接facebook广告_Facebook广告分析

接facebook广告

Is our company’s Facebook advertising even worth the effort?

我们公司的Facebook广告是否值得努力?

题: (QUESTION:)

A company would like to know if their advertising is effective. Before you start, yes…. Facebook does have analytics for users who actually utilize their advertising platform. Our customer does not. Their “advertisements” are posts on their feed and are not marketed by Facebook.

公司想知道他们的广告是否有效。 开始之前,是的。 Facebook确实为实际使用其广告平台的用户提供了分析。 我们的客户没有。 他们的“广告”是他们的供稿上的帖子,并不由Facebook进行营销。

数据: (DATA:)

Data is from the client’s POS system and their Facebook feed.

数据来自客户的POS系统及其Facebook提要。

模型: (MODEL:)

KISS. A simple linear model will suffice.

吻。 一个简单的线性模型就足够了。

First, we need to obtain our data. We can use a nice Facebook scraper to scrape the last posts in a usable format.

首先,我们需要获取数据。 我们可以使用一个不错的Facebook抓取工具以可用的格式抓取最后的帖子。

#install & load scraper !pip install facebook_scraper from facebook_scraper import get_posts import pandas as pd

Lets first scrape the posts from the first 200 posts of their Facebook page.

首先让我们从其Facebook页面的前200个帖子中抓取这些帖子。

#scrape post_list = [] for post in get_posts('clients_facebook_page', pages=200): post_list.append(post)#View the data print(post_list[0].keys()) print("Number of Posts: {}".format(len(post_list)))## dict_keys(['post_id', 'text', 'post_text', 'shared_text', 'time', 'image', 'video', 'video_thumbnail', 'likes', 'comments', 'shares', 'post_url', 'link']) ## Number of Posts: 38

Lets clean up the list, keeping only Time, Image, Likes, Comments, Shares.

让我们清理列表,仅保留时间,图像,顶,评论,共享。

post_list_cleaned = [] for post in post_list: #create a list of indexes to keep temp = [] indexes_to_keep = ['time', 'image', 'likes', 'comments', 'shares'] for key in indexes_to_keep: temp.append(post[key]) post_list_cleaned.append(temp) #Remove image hyperlink, replace with 0, 1 & recast date for post in post_list_cleaned: if post[1] == None: post[1] = 0 else: post[1] = 1 post[0] = post[0].date

We now need to combine the Facebook data with data from the company’s POS system.

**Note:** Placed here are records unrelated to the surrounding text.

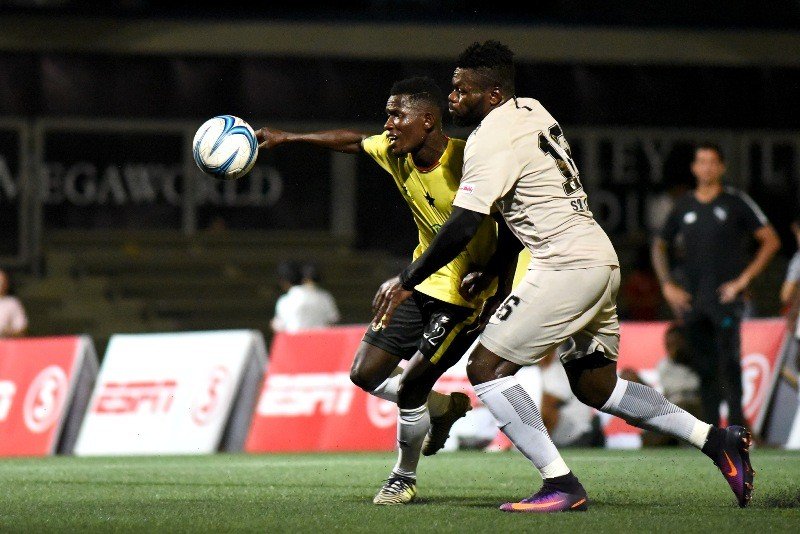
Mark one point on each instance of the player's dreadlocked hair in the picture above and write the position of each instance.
(493, 60)
(420, 88)
(709, 145)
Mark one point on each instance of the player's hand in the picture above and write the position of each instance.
(678, 298)
(730, 290)
(489, 309)
(473, 284)
(269, 137)
(383, 292)
(390, 298)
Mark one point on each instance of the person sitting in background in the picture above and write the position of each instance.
(679, 383)
(13, 320)
(790, 296)
(301, 307)
(569, 422)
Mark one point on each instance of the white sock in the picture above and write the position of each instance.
(412, 425)
(438, 403)
(646, 408)
(520, 420)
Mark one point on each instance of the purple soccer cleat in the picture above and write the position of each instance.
(549, 500)
(733, 461)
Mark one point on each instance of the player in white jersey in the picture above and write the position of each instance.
(518, 161)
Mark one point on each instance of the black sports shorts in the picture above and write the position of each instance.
(435, 328)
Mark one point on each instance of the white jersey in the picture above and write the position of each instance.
(303, 308)
(518, 159)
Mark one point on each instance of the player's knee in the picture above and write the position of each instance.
(594, 398)
(363, 379)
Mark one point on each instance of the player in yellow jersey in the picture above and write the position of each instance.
(434, 328)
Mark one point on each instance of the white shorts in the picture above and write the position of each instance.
(549, 307)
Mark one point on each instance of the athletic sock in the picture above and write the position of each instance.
(438, 403)
(520, 420)
(646, 408)
(412, 425)
(713, 444)
(387, 390)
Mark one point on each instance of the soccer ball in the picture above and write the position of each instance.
(225, 147)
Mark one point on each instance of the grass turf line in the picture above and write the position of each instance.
(676, 490)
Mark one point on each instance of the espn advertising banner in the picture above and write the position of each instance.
(176, 393)
(44, 389)
(308, 402)
(642, 348)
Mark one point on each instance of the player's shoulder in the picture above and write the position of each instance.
(744, 201)
(685, 201)
(735, 194)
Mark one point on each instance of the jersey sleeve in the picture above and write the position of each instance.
(377, 147)
(753, 217)
(489, 173)
(793, 271)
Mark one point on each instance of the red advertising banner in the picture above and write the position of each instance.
(642, 348)
(308, 402)
(36, 385)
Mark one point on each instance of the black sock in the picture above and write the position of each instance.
(565, 483)
(713, 442)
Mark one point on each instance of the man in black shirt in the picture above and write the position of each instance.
(714, 223)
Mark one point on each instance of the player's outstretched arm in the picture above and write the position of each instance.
(347, 141)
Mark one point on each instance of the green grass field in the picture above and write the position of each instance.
(676, 490)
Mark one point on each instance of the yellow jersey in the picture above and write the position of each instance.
(430, 193)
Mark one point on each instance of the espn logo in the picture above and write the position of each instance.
(7, 390)
(305, 394)
(118, 398)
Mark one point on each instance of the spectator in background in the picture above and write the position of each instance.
(302, 306)
(640, 291)
(13, 320)
(715, 222)
(790, 292)
(679, 383)
(311, 280)
(569, 422)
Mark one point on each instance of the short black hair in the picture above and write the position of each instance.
(710, 145)
(310, 272)
(420, 88)
(290, 272)
(492, 59)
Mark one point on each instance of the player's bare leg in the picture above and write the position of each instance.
(378, 372)
(413, 423)
(594, 381)
(495, 383)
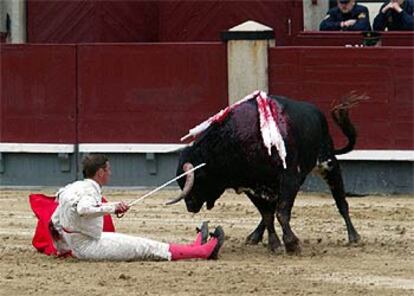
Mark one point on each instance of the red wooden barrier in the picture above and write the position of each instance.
(322, 74)
(38, 93)
(68, 21)
(148, 93)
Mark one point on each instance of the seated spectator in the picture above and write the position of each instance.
(395, 15)
(346, 16)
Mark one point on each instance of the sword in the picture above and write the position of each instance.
(166, 184)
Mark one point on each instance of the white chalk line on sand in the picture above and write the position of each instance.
(373, 281)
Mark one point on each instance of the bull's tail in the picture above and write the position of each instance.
(340, 115)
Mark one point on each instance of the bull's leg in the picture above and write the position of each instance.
(257, 235)
(289, 187)
(331, 172)
(267, 210)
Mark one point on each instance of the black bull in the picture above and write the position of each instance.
(237, 158)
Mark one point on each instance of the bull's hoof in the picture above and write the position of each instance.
(254, 238)
(354, 238)
(293, 248)
(274, 246)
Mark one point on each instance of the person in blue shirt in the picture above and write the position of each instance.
(395, 15)
(346, 16)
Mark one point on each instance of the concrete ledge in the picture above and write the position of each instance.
(130, 148)
(379, 155)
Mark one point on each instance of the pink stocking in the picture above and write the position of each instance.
(179, 252)
(198, 239)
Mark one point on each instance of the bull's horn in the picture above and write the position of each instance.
(189, 182)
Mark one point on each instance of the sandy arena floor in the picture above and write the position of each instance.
(382, 264)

现在,我们需要将Facebook数据与该公司POS系统中的数据结合起来。

#turn into a DataFrame fb_posts_df = pd.DataFrame(post_list_cleaned) fb_posts_df.columns = ['Date', 'image', 'likes', 'comments', 'shares'] #import our POS data daily_sales_df = pd.read_csv('daily_sales.csv') #merge both sets of data combined_df = pd.merge(daily_sales_df, fb_posts_df, on='Date', how='outer')

Finally, lets export the data to a csv. We’ll do our modeling in R.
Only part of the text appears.